Por desgracia para Edward, ese dia en el cual Sarah vino vestida de ese modo, él tenia un compromiso muy importante al cual no podía faltar, y con los ojos lloroso, Edward no pudo sino asistir a su compromiso sin poder disfrutar de la vista que él mismo había creado, su esposo y su hija estaban en la universidad, por lo que al igual que en muchas ocasiones, Teresa y Sarah habían quedado solas.

Por puro azar, ambas habían podido terminar sus trabajos temprano ese dia, y sin nada mas que hacer, se sentaron en el sofá de la sala y vieron juntas la televisión mientras bebían.

Sarah era buena conversadora, y en medio de su conversación y por los efectos del alcohol, Teresa termino por decirle algo muy intimo... ella termino por decirle a Sarah sobre la intimidad con su esposo.

Teresa al final termino por decirle a Sarah que después de mas de 20 años de estar casados, la pasión y intimidad entre ellos ya no era tan buena como solía ser, y termino por dejar salir sus frustraciones con Sarah.

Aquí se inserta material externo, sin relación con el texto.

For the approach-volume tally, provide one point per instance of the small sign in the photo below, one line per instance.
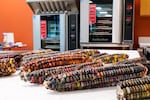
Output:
(43, 29)
(92, 13)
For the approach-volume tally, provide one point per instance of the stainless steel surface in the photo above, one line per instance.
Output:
(103, 45)
(52, 6)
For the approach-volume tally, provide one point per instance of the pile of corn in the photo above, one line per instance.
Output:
(134, 89)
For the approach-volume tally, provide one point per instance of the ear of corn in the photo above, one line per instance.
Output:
(54, 61)
(94, 77)
(134, 89)
(39, 76)
(113, 58)
(7, 66)
(33, 57)
(129, 61)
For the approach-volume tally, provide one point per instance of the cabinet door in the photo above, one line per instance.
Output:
(145, 8)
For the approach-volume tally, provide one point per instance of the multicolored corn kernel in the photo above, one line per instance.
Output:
(7, 66)
(134, 89)
(53, 61)
(39, 76)
(94, 77)
(113, 58)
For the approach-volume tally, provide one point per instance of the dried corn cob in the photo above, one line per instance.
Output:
(137, 60)
(94, 77)
(7, 66)
(32, 57)
(134, 89)
(113, 58)
(129, 61)
(89, 52)
(54, 61)
(39, 76)
(16, 56)
(96, 56)
(36, 52)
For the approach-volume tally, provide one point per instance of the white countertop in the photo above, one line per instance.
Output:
(13, 88)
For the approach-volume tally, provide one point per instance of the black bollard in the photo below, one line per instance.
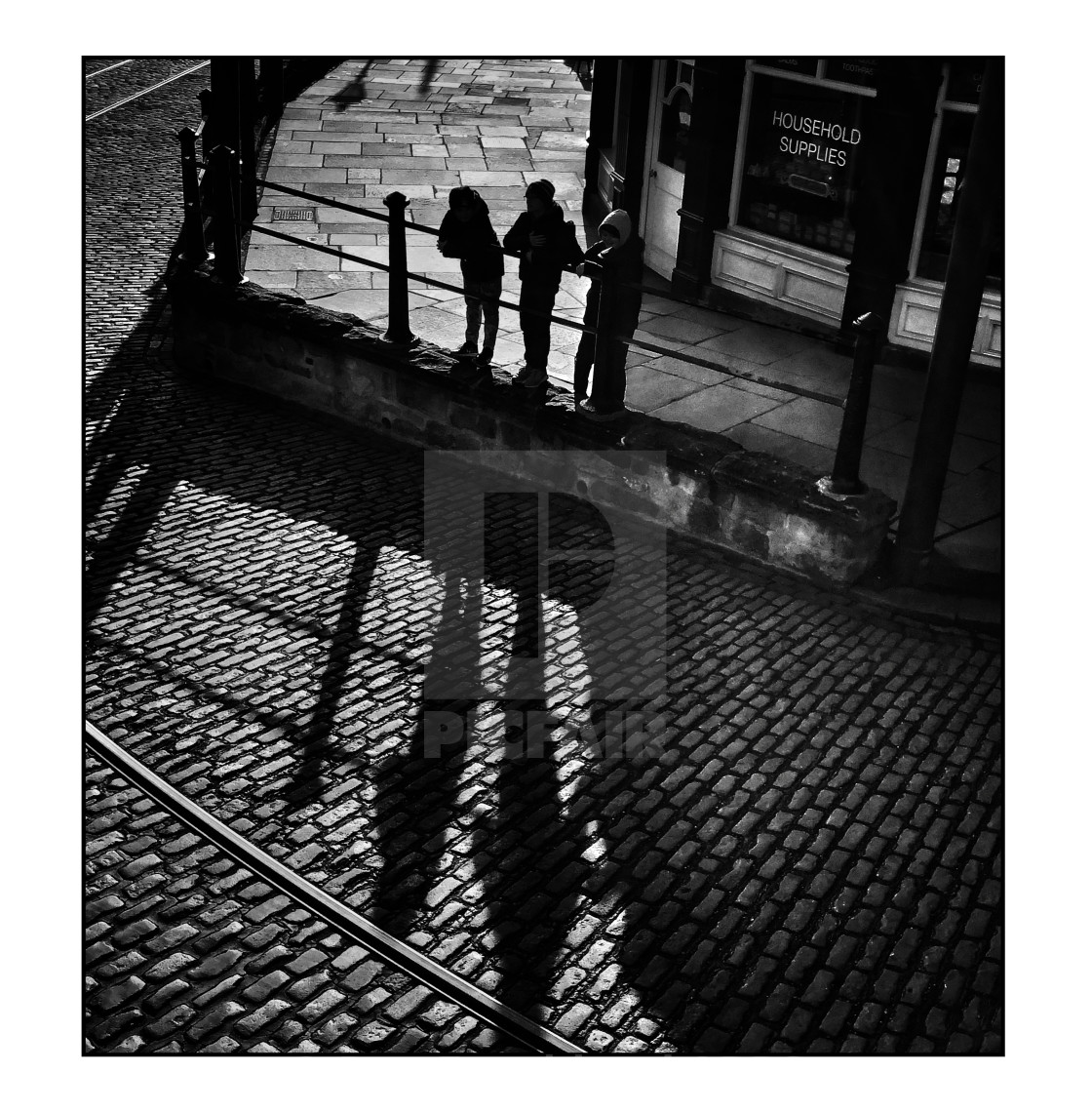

Cuando Sarah escucho esto, simplemente le dijo que lo que necesitaba Teresa, era algo que encendiera de nuevo la llama entre los dos, algo prohibido, ya que las cosas prohibidas y sucias eran lo que mas encendía a cualquiera.

Cuando Teresa pregunto a que cosa prohibida se referir, Sarah, lo único que dijo fue “una aventura”, y un instante después se abalanzo sobre Teresa y la beso, fue muy repentino y Teresa no pudo actuar a tiempo, y antes de que se diera cuenta, ella estaba acostada en el sofá con Sarah encima de ella.

Teresa quiso resistirse, pero antes de siquiera intentarlo, ya había perdido la fuerza, Sarah la había besado de un modo bastante intenso, su esposo no la había besado así desde hacia mucho tiempo.

Cuando por fin sus labios se despegaron, Sarah se quedo viendo fijamente a Teresa, y esta ultima vio a Sarah en una luz distinta, en especial vio por primera vez lo atractivo que era su cuerpo y lo bien que se veía en ese vestido de mucama.

Sarah trato de besar a Teresa de nuevo mientras usaba su mano para desabotonar su camisa y dejar al descubierto su pecho, pero fue detenida por Teresa.

“N-no”, fue lo que dijo Teresa en ese momento, aunque con una voz muy débil.

“Dejate llevar”, le susurro Sarah.

“Mi hijo me va a matar”, dijo Teresa.

“Él nunca fue de mi tipo”, dijo Sarah.

“Mi esposo también”.

“¿Quien sabe? Quizás hasta le guste”, dijo Sarah, antes de volver a besar a Teresa, la cual ya no ofreció mas resistencia.